In terms of anatomical trait, her severe obesity itself was strongly suggested to be the main causative factor contributing to her OSA. Nevertheless, the AHI was higher; in other words, worse OSA severity in right‐side recumbent position compared to other positions with good reproducibility of her twice‐performed PSG results supports the idea that her tongue deviation towards the affected side could also be a factor to induce her OSA by causing narrower airway.

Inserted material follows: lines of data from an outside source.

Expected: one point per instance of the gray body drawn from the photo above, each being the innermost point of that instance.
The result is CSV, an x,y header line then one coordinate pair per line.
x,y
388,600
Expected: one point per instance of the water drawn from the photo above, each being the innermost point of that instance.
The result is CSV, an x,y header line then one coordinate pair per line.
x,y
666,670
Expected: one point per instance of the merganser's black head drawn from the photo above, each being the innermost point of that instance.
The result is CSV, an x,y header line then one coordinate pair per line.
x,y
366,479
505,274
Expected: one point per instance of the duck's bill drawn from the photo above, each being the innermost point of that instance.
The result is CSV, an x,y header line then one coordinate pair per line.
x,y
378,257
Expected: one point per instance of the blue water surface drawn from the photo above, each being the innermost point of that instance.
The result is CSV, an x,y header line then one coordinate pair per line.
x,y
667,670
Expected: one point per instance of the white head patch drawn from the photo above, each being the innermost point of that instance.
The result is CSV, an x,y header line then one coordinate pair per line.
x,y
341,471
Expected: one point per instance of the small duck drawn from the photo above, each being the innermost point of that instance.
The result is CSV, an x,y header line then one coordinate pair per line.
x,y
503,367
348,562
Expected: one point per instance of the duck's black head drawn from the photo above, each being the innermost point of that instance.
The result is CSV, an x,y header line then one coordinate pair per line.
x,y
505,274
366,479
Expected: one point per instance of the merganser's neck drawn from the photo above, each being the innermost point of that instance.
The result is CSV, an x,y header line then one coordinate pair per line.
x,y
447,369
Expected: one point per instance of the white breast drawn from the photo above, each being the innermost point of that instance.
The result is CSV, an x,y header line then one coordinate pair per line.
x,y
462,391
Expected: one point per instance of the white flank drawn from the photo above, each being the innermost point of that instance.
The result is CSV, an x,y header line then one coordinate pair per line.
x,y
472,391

A diagnosis of Poland syndrome is based on the characteristic physical findings of the condition including unilateral pectoral muscle defects, finger defects, rib cage deformities, and diaphragm defects [7]. In our case, all these findings were observed. Similar to our case, 15% of Moebius syndrome cases are accompanied by Poland syndrome in Japan [8]. Hypoplastic pectoral muscle due to Poland syndrome causes a restrictive pulmonary dysfunction at spirometry [9] resulting in hypoventilation. Our case also showed daytime and nocturnal hypoventilation with restrictive pulmonary dysfunction at spirometry (Table 1). The laterality differences of her respiratory muscle strength may be explained by the unilateral hypoplasia and deformities of her chest. Considering her underlying Poland syndrome and all the obese subjects not always producing restrictive pulmonary dysfunction or SBDs, we finally diagnosed her with SBD which was further classified into OSA and sleep‐related hypoventilation due to a medical disorder rather than an obesity hypoventilation syndrome according to the ICSD‐3. The disease interactions between her SBDs and underlying diseases are summarized in Figure 2. Various physiological examinations make it possible to assess the interactions between the patient's underlying disease, such as the congenital intractable diseases and SBDs. Furthermore, appropriate treatment may contribute to improving SBDs among other patients with congenital intractable and rare diseases.

Figure 2

Summary of the relationship interactions between the respective underlying congenital interactable rare diseases and sleep‐related breathing disorders.

Disclosure Statement

Appropriate written informed consent was obtained for publication of this case report and accompanying images.